Les contraintes qui restreignent la sensation de liberté
C’est pourquoi, se rendant compte qu’une réservation au restaurant est de plus en plus associée à un certain nombre de contraintes, Arnaud remet sur la table la notion de choix. « C’est une prise de conscience assez récente. Je me suis rendu compte d’un ensemble de petits détails qui ont petit à petit atténué le sentiment de liberté d’un client au restaurant.
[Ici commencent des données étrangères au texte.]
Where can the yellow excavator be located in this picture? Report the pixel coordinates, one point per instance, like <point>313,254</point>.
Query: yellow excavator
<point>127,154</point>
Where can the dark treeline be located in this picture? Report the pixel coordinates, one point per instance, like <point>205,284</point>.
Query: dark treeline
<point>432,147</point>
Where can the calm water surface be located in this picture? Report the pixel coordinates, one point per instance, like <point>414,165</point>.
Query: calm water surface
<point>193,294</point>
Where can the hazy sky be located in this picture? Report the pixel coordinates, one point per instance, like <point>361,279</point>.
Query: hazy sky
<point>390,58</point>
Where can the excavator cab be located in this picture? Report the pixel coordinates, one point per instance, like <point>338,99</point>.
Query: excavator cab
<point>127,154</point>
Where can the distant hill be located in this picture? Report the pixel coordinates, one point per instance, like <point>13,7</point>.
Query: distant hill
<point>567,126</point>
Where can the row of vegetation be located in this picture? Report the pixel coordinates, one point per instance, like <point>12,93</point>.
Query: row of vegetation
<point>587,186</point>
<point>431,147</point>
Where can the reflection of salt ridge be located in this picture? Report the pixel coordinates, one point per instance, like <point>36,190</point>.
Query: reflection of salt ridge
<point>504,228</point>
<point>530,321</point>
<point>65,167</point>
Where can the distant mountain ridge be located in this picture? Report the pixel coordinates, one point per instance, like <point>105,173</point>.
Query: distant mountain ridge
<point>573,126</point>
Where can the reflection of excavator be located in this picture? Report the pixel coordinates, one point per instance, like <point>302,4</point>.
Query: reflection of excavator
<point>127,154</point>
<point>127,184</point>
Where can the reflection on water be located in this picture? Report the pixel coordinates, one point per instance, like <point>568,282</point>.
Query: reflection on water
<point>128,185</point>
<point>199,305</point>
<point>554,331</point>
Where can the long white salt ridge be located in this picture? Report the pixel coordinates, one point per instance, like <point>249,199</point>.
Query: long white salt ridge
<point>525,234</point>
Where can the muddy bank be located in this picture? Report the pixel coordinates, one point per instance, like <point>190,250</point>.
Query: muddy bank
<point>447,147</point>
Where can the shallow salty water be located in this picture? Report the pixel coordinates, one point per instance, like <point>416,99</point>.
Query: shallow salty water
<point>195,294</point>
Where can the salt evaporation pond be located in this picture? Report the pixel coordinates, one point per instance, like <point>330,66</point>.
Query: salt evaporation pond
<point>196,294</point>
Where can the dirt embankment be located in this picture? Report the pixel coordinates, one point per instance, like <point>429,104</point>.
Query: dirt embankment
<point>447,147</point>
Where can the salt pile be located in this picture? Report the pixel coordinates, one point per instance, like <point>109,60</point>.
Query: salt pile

On les contraint tout d’abord dans l’acte de réservation, puisque nous ne pouvons plus aujourd’hui faire autrement que passer par une empreinte de carte bancaire via un acte assez administratif qu’est la réservation via internet, puis dans l’heure d’arrivée pour mieux les accueillir, dans l’heure de passer à table ou de sortir de table si l’on a choisi de fixer des horaires de début et de fin pour le service, et dans le choix de ce que l’on mange et de ce que l’on boit. Beaucoup de restaurants ont aujourd’hui abandonné les cartes au profit du menu unique et orientent sur un accord mets et vins imposé. Une carte blanche s’entend totalement lorsque l’identité du chef le justifie. Mais si un jour tous les restaurants gastronomiques ne proposent plus que ça, nous risquons de faire des déçus. »
La liberté de décider
« Nous avons remarqué que les clients n’apprécient pas toujours cette restriction de leur liberté. Tous les jours, quand on leur présente la carte, nos convives s’exclament : “Ici, on a le choix ! “ Ils retrouvent le plaisir de décider eux-mêmes. La carte est courte et 80 % d’entre eux s’orientent vers le menu « émotion » qui est une carte blanche au chef. Mais ils ont eu le choix de le prendre ou pas, et de commander ce jour-là un plat en direct, s’ils le souhaitent. »
Le client doit rester le capitaine de son budget
Pour Arnaud, c’est une réflexion globale de la liberté du client, (qui doit rester seul maître de la manière dont il dépense son budget), qui se pose. « Si j’entre dans une très belle boutique, je n’ai pas envie que l’on me fasse un lot imposé de trois pulls et deux pantalons. Je pense à nos convives : je ne veux pas qu’on les perde. S’ils ont la sensation de n’avoir plus aucun choix et d’être entourés de contraintes, ils n’auront plus envie de venir au restaurant. »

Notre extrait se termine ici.